Résumé de la décision
M. A B a contesté un arrêté du préfet de police du 7 février 2024, qui l'obligeait à quitter le territoire français dans un délai de trente jours. Après le rejet de sa demande par le tribunal administratif de Paris, M. B a interjeté appel. La cour administrative d'appel de Paris a examiné la requête et a décidé de la rejeter, considérant que les arguments présentés par M. B étaient manifestement dépourvus de fondement, car ils ne contenaient aucun élément nouveau par rapport à ceux déjà examinés par le tribunal administratif.
Arguments pertinents
1. Absence d'éléments nouveaux : La cour a noté que M. B a repris les mêmes arguments que ceux présentés en première instance, sans apporter de nouveaux éléments de fait ou de droit. La cour a affirmé que "les moyens ainsi renouvelés devant la Cour par le requérant ne présentent aucun élément de fait ou de droit nouveau par rapport à l'argumentation qu'il avait développée devant le tribunal".

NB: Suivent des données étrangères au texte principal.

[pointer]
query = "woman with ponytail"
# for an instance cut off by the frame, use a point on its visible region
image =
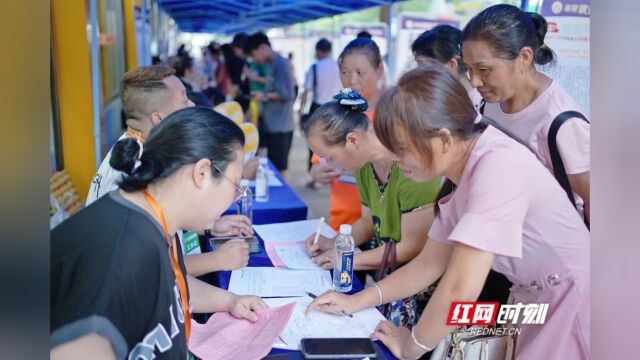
(501, 47)
(397, 212)
(502, 210)
(119, 287)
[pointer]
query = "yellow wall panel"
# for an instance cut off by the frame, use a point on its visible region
(73, 73)
(130, 34)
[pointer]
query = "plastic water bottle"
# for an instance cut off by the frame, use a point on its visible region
(262, 181)
(343, 266)
(245, 203)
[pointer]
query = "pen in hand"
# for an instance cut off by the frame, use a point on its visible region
(313, 296)
(315, 240)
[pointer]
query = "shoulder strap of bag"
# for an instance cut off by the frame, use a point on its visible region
(315, 80)
(558, 166)
(388, 260)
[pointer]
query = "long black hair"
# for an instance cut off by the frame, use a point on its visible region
(338, 117)
(183, 138)
(441, 43)
(507, 29)
(426, 99)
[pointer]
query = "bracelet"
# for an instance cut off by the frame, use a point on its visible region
(418, 344)
(379, 293)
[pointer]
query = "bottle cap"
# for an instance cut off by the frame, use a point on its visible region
(345, 229)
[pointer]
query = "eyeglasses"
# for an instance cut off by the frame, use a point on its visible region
(240, 190)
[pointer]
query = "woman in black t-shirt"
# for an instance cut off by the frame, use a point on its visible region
(118, 283)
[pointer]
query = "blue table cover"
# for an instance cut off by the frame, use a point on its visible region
(261, 259)
(284, 204)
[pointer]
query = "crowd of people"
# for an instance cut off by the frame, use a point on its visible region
(450, 179)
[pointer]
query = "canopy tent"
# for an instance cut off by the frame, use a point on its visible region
(233, 16)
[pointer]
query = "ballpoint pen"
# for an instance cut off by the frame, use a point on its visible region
(341, 311)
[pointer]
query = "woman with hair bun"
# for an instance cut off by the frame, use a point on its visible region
(442, 44)
(500, 47)
(118, 281)
(499, 209)
(397, 212)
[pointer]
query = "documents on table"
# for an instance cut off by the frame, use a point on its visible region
(320, 324)
(273, 180)
(225, 336)
(294, 231)
(294, 257)
(272, 282)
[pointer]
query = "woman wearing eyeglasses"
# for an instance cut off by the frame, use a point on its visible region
(118, 282)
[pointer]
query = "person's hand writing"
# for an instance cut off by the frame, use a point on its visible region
(332, 302)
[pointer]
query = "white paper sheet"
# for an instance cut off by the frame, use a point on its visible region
(295, 257)
(292, 231)
(272, 282)
(319, 324)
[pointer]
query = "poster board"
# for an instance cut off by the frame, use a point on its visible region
(568, 36)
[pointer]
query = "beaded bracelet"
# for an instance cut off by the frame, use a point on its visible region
(379, 294)
(418, 344)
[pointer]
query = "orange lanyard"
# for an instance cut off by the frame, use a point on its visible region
(135, 134)
(182, 285)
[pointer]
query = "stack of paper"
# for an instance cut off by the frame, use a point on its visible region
(272, 282)
(227, 337)
(320, 324)
(285, 242)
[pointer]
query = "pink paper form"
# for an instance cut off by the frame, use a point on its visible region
(270, 248)
(227, 337)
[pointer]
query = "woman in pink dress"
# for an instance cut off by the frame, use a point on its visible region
(498, 209)
(501, 46)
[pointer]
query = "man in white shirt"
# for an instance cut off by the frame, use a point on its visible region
(323, 81)
(326, 82)
(149, 94)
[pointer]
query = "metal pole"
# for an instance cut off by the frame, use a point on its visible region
(391, 64)
(96, 90)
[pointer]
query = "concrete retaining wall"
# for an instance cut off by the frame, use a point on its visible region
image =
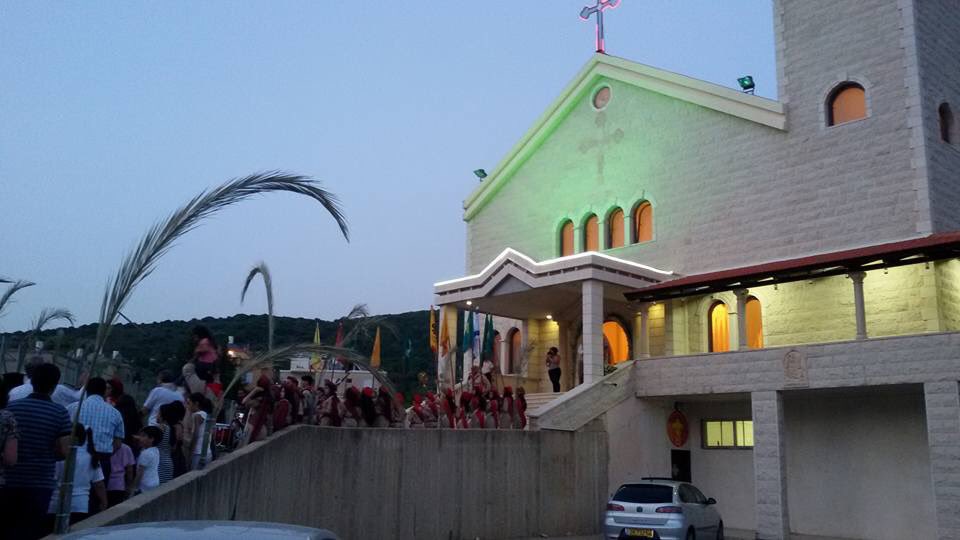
(369, 483)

2. Rejet des moyens : La cour a adopté les motifs du tribunal administratif, qui avaient déjà écarté les arguments de M. B concernant la méconnaissance de l'article 3 de la Convention européenne des droits de l'homme et de l'article L. 513-42 du code de l'entrée et du séjour des étrangers et du droit d'asile. La cour a conclu que "la requête d'appel de M. B ne peut qu'être regardée comme manifestement dépourvue de fondement".
Interprétations et citations légales
1. Article R. 222-1 du code de justice administrative : Cet article permet aux magistrats de rejeter par ordonnance les requêtes d'appel manifestement dépourvues de fondement. La cour a appliqué cette disposition pour justifier le rejet de la requête de M. B, en précisant que "les magistrats ayant le grade de président désignés à cet effet par le président de la cour peuvent (...) par ordonnance, rejeter (...) les requêtes d'appel manifestement dépourvues de fondement".
2. Article 3 de la Convention européenne de sauvegarde des droits de l'homme et des libertés fondamentales : Cet article interdit les traitements inhumains ou dégradants. M. B a soutenu que l'obligation de quitter le territoire méconnaissait cet article, mais la cour a confirmé que le tribunal administratif avait correctement écarté cet argument, sans que M. B n'apporte de nouveaux éléments à l'appui de sa demande.
3. Article L. 513-42 du code de l'entrée et du séjour des étrangers et du droit d'asile : Cet article concerne les droits des demandeurs d'asile. La cour a également rejeté les arguments de M. B relatifs à cet article, en soulignant que le tribunal avait déjà examiné ces points de manière approfondie.
En conclusion, la cour a statué que la requête de M. B était sans fondement et a ordonné son rejet, confirmant ainsi la décision du tribunal administratif.